Let’s keep the current plan in place as we see oil activity in the state continue to increase and make sure we understand all the facts. The worst thing we can do is change the tax policy again when we know it will not bring in any more revenue at the current oil prices we are experiencing now.
-- Michael Ferris
Short-term interests trump the future of all Alaskans
I scarcely envisioned the day when I’d be in full agreement with our erstwhile half-governor, but ACES was indeed a more equitable share. SB 21 guarantees only benefits for a single constituency, while providing only a cheery promise to all others. A reduced financial burden is in the interest of any profit oriented entity, and yes, may well foster more investment -- but, at what cost? What of all the livelihoods, current and future, that aren’t part of the oil industry? Alaska’s ability to provide for its citizens in education, infrastructure, and basic governance is being wagered based on a self-interested basket of promises. Once again, short-term interests are trumping those of the future.
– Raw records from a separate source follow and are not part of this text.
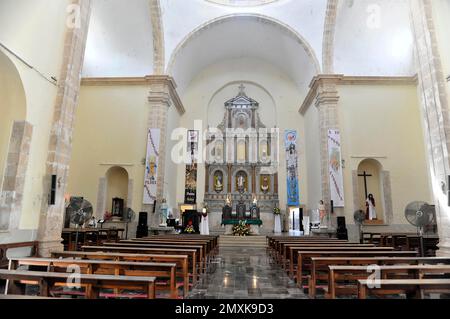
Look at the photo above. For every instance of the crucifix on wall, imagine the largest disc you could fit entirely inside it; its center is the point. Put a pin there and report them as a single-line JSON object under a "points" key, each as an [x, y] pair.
{"points": [[365, 175]]}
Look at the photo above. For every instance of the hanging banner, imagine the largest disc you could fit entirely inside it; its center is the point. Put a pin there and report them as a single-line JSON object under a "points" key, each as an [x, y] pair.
{"points": [[190, 195], [151, 166], [335, 168], [292, 168]]}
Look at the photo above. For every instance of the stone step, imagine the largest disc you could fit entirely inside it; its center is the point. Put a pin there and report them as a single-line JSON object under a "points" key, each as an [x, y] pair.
{"points": [[250, 241]]}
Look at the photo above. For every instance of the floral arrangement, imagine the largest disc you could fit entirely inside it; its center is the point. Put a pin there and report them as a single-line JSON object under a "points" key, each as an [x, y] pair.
{"points": [[107, 216], [242, 229], [189, 229]]}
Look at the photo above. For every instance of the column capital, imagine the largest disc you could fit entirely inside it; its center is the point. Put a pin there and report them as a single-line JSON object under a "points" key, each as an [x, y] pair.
{"points": [[163, 87]]}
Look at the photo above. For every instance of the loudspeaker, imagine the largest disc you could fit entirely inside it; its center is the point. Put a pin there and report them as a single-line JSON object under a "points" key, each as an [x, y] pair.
{"points": [[301, 220], [143, 219], [341, 222], [52, 197]]}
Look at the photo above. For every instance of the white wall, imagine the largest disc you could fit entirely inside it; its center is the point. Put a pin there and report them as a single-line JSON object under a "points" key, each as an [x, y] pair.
{"points": [[110, 130], [384, 122], [35, 31], [441, 12]]}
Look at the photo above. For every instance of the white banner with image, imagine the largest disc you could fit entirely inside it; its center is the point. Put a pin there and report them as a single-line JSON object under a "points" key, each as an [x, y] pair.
{"points": [[335, 168], [151, 166]]}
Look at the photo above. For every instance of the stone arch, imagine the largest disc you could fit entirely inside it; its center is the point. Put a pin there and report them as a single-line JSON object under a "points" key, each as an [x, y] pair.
{"points": [[117, 185], [378, 184], [328, 37], [15, 141], [158, 37], [308, 58]]}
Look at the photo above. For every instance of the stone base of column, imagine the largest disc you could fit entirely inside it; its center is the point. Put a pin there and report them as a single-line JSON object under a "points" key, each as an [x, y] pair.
{"points": [[47, 247], [444, 249]]}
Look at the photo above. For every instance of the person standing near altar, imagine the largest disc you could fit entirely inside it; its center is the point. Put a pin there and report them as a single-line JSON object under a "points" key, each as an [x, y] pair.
{"points": [[371, 213], [204, 226]]}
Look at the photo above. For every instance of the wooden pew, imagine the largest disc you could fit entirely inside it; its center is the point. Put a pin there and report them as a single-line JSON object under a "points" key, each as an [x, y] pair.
{"points": [[293, 252], [213, 239], [201, 251], [34, 245], [104, 267], [320, 266], [17, 297], [207, 244], [210, 242], [93, 283], [408, 286], [304, 258], [281, 246], [353, 273], [182, 261], [194, 259]]}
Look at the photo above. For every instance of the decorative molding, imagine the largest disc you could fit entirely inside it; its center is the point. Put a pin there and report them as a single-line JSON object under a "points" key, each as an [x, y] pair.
{"points": [[158, 37], [148, 80], [340, 79], [115, 164], [368, 156], [329, 36]]}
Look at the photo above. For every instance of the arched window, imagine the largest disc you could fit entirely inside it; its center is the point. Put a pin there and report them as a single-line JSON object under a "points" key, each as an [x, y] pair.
{"points": [[15, 141]]}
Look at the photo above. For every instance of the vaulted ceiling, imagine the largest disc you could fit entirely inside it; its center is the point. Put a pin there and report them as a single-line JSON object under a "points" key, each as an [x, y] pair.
{"points": [[371, 37]]}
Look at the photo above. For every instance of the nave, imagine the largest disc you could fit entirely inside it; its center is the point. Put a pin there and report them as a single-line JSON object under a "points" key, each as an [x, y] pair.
{"points": [[245, 273]]}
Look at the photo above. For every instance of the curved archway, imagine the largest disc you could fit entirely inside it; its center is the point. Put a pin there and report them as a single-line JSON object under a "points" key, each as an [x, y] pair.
{"points": [[235, 36], [15, 134], [117, 179]]}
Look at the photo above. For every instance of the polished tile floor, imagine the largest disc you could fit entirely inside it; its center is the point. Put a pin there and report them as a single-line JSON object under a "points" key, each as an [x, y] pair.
{"points": [[245, 273]]}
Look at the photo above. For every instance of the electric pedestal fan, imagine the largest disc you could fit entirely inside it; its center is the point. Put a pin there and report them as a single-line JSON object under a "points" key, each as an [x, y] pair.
{"points": [[360, 216], [420, 215], [128, 218], [80, 211]]}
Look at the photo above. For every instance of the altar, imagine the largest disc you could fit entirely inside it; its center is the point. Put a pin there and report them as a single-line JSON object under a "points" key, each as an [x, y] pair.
{"points": [[242, 168]]}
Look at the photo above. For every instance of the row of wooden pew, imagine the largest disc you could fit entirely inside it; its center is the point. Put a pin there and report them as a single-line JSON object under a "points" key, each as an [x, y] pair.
{"points": [[156, 266], [339, 268]]}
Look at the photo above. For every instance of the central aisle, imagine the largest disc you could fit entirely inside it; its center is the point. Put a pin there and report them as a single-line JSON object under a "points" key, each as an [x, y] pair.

Does a 100 to 1 spending campaign in defense of SB 21 by a historically exceptionally profitable industry give any indication? Would Gov. Wally Hickel remotely consider this the proper action of an owner state? The Legislature gutting our state’s future ability to carry out its most basic functions was a shameful travesty. We can’t let it stand. Please, vote yes on Ballot Measure 1 Aug. 19.